The case targeted the ad blocking company's controversial 'Acceptable Ads' program, which whitelists select publishers, based on whether their ads meet a set of criteria – and in the case of larger companies, whether they're willing to pay for it.
The court ruled that users are not contractually obliged to view the ads served by a publisher and, according to ABP's blog post on the ruling, "that by offering publishers a way to serve ads that ad-blocking users will accept, the Acceptable Ad initiative provides them an avenue to monetise their content, and therefore is favorable, not disadvantageous" for publishers.

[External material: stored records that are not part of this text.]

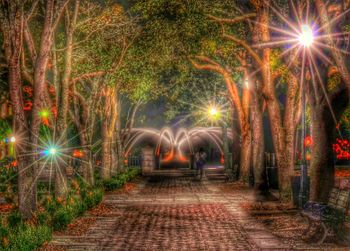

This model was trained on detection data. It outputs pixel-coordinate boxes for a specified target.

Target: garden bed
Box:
[0,168,139,251]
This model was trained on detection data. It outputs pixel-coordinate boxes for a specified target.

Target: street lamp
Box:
[208,106,229,173]
[44,146,58,157]
[299,25,314,207]
[298,24,314,47]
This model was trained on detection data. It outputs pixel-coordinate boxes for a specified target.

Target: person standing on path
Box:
[195,147,207,180]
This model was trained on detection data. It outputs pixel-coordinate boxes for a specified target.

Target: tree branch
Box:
[222,30,263,66]
[208,13,256,24]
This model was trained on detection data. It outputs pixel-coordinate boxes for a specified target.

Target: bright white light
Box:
[244,78,249,88]
[298,24,314,47]
[49,147,57,155]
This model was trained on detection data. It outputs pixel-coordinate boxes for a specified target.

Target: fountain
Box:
[125,127,237,171]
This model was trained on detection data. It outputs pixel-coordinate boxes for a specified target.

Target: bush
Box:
[36,211,51,226]
[84,188,103,208]
[7,211,22,228]
[5,225,52,251]
[52,207,74,230]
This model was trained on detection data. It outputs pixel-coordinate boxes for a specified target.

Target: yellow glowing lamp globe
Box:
[208,107,220,119]
[49,147,57,155]
[298,25,314,47]
[209,107,218,116]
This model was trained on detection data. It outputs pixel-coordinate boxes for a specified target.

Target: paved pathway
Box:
[52,178,289,251]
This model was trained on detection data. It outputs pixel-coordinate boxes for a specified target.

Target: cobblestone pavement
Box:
[52,178,289,251]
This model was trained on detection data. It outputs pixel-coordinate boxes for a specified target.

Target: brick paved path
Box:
[52,178,289,251]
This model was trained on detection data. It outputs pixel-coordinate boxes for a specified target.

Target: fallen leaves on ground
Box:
[240,202,295,211]
[56,217,96,236]
[36,243,66,251]
[89,203,113,216]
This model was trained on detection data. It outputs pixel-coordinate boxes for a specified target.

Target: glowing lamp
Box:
[244,78,249,88]
[49,147,57,155]
[304,136,312,147]
[43,146,57,156]
[39,110,49,118]
[208,106,220,119]
[209,107,218,116]
[298,24,314,47]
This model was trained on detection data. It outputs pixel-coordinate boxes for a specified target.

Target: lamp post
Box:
[208,106,229,171]
[298,25,314,207]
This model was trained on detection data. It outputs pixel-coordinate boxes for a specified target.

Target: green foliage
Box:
[52,207,74,230]
[5,225,52,251]
[327,73,342,92]
[7,210,22,228]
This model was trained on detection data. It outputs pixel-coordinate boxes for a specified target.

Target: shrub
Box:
[7,211,22,228]
[6,225,52,251]
[84,188,103,208]
[36,211,51,226]
[52,207,74,230]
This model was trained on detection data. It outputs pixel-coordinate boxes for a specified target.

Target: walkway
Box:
[52,178,288,251]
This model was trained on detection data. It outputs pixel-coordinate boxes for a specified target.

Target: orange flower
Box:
[2,237,10,247]
[56,197,63,204]
[47,196,52,202]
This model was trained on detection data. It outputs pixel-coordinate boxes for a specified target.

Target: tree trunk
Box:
[79,130,95,186]
[9,60,37,219]
[310,105,335,203]
[239,125,252,184]
[250,90,268,193]
[101,120,112,180]
[310,85,349,203]
[0,1,37,219]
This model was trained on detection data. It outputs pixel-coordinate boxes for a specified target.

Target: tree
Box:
[1,0,68,218]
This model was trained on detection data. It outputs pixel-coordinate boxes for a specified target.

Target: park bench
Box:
[301,188,350,244]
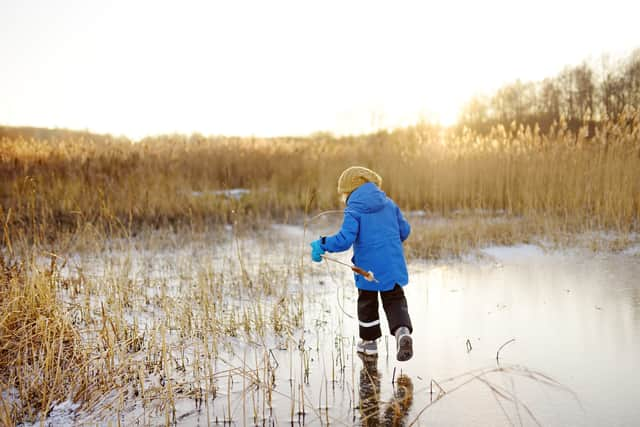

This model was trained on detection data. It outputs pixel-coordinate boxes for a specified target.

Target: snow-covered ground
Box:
[16,226,640,426]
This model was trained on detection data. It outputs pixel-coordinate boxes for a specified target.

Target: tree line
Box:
[458,49,640,132]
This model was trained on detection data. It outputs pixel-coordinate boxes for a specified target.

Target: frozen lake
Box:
[28,231,640,426]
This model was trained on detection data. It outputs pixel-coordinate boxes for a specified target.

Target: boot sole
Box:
[396,335,413,362]
[358,349,378,356]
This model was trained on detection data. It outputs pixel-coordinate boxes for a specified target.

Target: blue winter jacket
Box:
[322,182,411,291]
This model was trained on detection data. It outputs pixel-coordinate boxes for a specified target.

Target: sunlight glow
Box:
[0,0,640,137]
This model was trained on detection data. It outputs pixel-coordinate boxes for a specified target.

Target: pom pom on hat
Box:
[338,166,382,194]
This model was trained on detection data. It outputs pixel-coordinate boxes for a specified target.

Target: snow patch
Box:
[480,244,544,262]
[23,400,80,427]
[271,224,304,239]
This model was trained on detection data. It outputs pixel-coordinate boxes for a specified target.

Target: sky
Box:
[0,0,640,138]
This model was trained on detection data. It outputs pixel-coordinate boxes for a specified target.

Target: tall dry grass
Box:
[0,109,640,251]
[0,109,640,424]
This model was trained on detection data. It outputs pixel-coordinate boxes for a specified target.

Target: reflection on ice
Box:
[27,231,640,426]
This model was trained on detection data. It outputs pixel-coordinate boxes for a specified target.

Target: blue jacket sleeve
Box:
[322,210,360,252]
[396,206,411,242]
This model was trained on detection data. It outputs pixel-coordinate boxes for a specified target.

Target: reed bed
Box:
[0,109,640,425]
[0,108,640,252]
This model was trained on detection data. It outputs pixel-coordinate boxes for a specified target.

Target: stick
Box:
[320,254,380,283]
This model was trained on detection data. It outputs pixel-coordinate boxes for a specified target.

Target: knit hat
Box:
[338,166,382,194]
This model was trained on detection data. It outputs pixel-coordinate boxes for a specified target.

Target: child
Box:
[311,166,413,361]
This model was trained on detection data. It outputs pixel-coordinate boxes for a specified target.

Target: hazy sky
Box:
[0,0,640,138]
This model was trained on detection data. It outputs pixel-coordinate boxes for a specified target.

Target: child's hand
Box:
[311,239,325,262]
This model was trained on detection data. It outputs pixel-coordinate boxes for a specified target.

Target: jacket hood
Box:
[347,182,387,213]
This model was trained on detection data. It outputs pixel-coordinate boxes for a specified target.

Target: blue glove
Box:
[311,239,325,262]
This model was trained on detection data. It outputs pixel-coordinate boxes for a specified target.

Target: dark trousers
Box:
[358,285,413,341]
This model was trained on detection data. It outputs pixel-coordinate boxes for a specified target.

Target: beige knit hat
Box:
[338,166,382,194]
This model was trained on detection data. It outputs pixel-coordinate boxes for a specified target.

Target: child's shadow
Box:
[359,356,413,427]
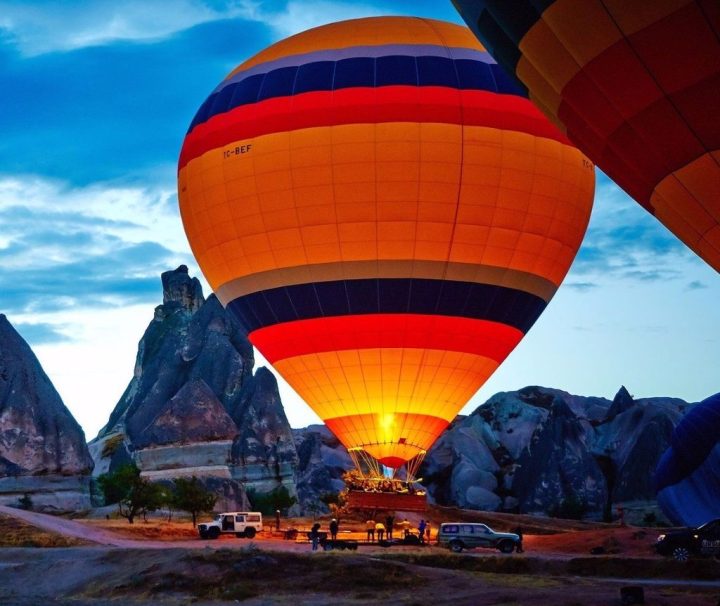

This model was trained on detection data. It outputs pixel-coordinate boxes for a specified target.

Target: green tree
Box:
[171,476,217,528]
[248,486,297,515]
[18,492,33,511]
[547,492,588,520]
[98,463,163,524]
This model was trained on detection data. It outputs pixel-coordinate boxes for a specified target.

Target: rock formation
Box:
[293,425,353,513]
[421,387,688,516]
[0,314,93,511]
[90,266,297,510]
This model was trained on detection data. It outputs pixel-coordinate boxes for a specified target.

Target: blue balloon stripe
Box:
[228,278,547,333]
[188,55,527,132]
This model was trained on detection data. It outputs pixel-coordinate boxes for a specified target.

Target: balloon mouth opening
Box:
[378,457,406,469]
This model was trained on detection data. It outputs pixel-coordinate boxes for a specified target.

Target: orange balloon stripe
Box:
[248,314,524,364]
[178,86,568,169]
[325,412,448,466]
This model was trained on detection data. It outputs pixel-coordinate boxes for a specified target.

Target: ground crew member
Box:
[365,520,375,543]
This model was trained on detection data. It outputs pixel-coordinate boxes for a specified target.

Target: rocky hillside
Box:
[90,266,297,509]
[0,314,93,511]
[294,387,690,517]
[421,387,688,515]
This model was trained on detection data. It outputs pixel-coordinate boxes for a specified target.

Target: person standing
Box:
[310,522,320,551]
[513,526,525,553]
[365,519,375,543]
[375,522,385,543]
[418,519,426,543]
[385,515,395,541]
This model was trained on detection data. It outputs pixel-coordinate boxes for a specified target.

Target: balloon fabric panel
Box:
[455,0,720,270]
[178,18,594,467]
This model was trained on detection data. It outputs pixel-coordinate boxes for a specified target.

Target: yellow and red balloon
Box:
[178,17,594,467]
[453,0,720,271]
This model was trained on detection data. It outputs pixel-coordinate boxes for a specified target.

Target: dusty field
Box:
[0,546,719,606]
[0,514,90,547]
[0,512,720,606]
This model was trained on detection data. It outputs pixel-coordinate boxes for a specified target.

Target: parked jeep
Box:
[438,522,520,553]
[198,511,262,539]
[655,519,720,562]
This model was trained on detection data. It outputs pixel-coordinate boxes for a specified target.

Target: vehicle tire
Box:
[672,545,690,562]
[449,541,465,553]
[498,541,515,553]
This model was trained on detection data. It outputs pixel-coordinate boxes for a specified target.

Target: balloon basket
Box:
[347,490,427,511]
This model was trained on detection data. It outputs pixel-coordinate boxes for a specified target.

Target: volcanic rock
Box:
[0,314,93,510]
[90,265,297,509]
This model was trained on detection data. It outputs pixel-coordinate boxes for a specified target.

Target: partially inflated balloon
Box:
[178,17,594,467]
[655,393,720,527]
[453,0,720,271]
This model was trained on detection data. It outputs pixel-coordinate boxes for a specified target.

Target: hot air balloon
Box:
[178,17,594,490]
[655,393,720,527]
[453,0,720,271]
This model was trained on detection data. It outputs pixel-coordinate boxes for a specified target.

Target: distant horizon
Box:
[0,0,720,436]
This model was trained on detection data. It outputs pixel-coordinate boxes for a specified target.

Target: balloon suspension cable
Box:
[405,450,427,483]
[348,447,383,480]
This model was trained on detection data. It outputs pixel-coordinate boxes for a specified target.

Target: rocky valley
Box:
[0,266,704,517]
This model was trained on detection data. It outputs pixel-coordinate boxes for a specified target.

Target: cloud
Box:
[0,0,259,57]
[569,171,702,283]
[563,282,599,292]
[14,322,72,345]
[0,177,200,316]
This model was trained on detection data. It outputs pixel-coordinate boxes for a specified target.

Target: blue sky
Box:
[0,0,720,437]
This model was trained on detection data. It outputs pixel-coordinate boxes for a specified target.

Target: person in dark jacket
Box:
[418,519,426,543]
[385,516,395,541]
[513,526,524,553]
[308,522,320,551]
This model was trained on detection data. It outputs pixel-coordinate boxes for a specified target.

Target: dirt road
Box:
[0,506,720,606]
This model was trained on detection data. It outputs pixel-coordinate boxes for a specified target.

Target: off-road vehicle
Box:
[198,511,262,539]
[655,519,720,562]
[438,522,520,553]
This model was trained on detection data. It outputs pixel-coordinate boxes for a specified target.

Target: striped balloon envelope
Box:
[453,0,720,271]
[178,17,594,468]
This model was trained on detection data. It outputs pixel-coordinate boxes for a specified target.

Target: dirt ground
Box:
[0,508,720,606]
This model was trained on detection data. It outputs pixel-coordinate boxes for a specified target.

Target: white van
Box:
[198,511,262,539]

In the post – titled, with ABP's usual tact, "Five and oh … look, another lawsuit upholds users’ rights online" – ABP's Ben Williams points out that this is the fifth such lawsuit the company has faced and won in Germany, following legal battles with Axel Springer, RTL Interactive, ProSieben/Sat1 and Zeit/Handelsblatt.
“This is really just the next sequel in the series 'Giant German Media vs Adblock Plus', isn’t it?” Williams wrote. “And you kinda know the ending by now, am I right? Well, true, but it’s important that you’re informed of the lengths to which some of the powers that be will go to restrict, curtail or outright ban your right to your screen. At least that’s how we see it.”